8. Children's Privacy
Our Service is not directed to children under the age of 16, and we do not knowingly collect personal information from children under 16. If you are a parent or guardian and you believe that your child has provided us with personal information, please contact us immediately.
If we become aware that we have collected personal information from children without verification of parental consent, we will take steps to remove that information from our servers.

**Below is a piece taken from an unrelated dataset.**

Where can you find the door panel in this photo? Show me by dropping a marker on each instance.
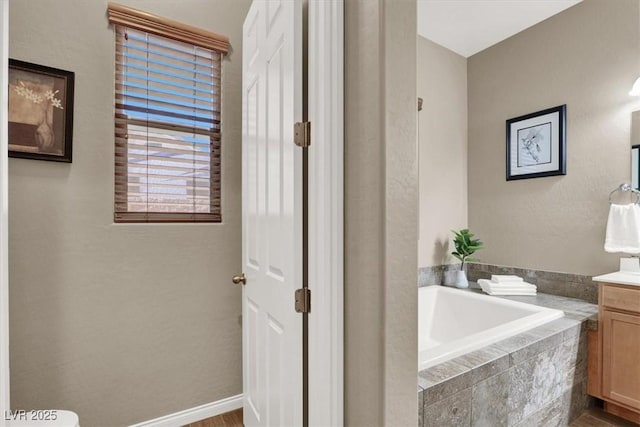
(272, 213)
(620, 367)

9. Changes to This Privacy Policy
We may update this Privacy Policy from time to time to reflect changes in our practices or for other operational, legal, or regulatory reasons. We will notify you of any material changes by:
- Posting a notice on our website
- Sending an email to the address associated with your account
- Displaying a notice when you log into our Service
The date the Privacy Policy was last updated is identified at the top of this page. You are encouraged to review this Privacy Policy periodically to stay informed about how we collect, use, and protect your information.
10. Complaints
If you have concerns about our handling of your personal information, we encourage you to contact us first from your dashboard. We will respond to your inquiry promptly and make every effort to resolve your concern satisfactorily.
If you are not satisfied with our response, you have the right to lodge a complaint with the Irish Data Protection Commission or another relevant data protection authority where you live, work, or where you believe an infringement has occurred.
Data Protection Commission (Ireland)
21 Fitzwilliam Square South
Dublin 2, D02 RD28
Ireland
Website: www.dataprotection.ie
11. Contact Us
If you have any questions about this Privacy Policy or our privacy practices, or if you wish to exercise your data protection rights, please contact us by logging into your account and submitting a support ticket.
We are committed to addressing your concerns and respecting your privacy rights. We will respond to your inquiry as quickly as possible, typically within 30 days.
Our Commitment to Your Privacy
At Rubreek, we believe that your privacy is fundamental. We are committed to being transparent about our data practices, providing you with control over your information, and continually improving our privacy measures. By using our Service, you trust us with your information, and we take that responsibility seriously. We appreciate your confidence in us and are committed to maintaining that trust.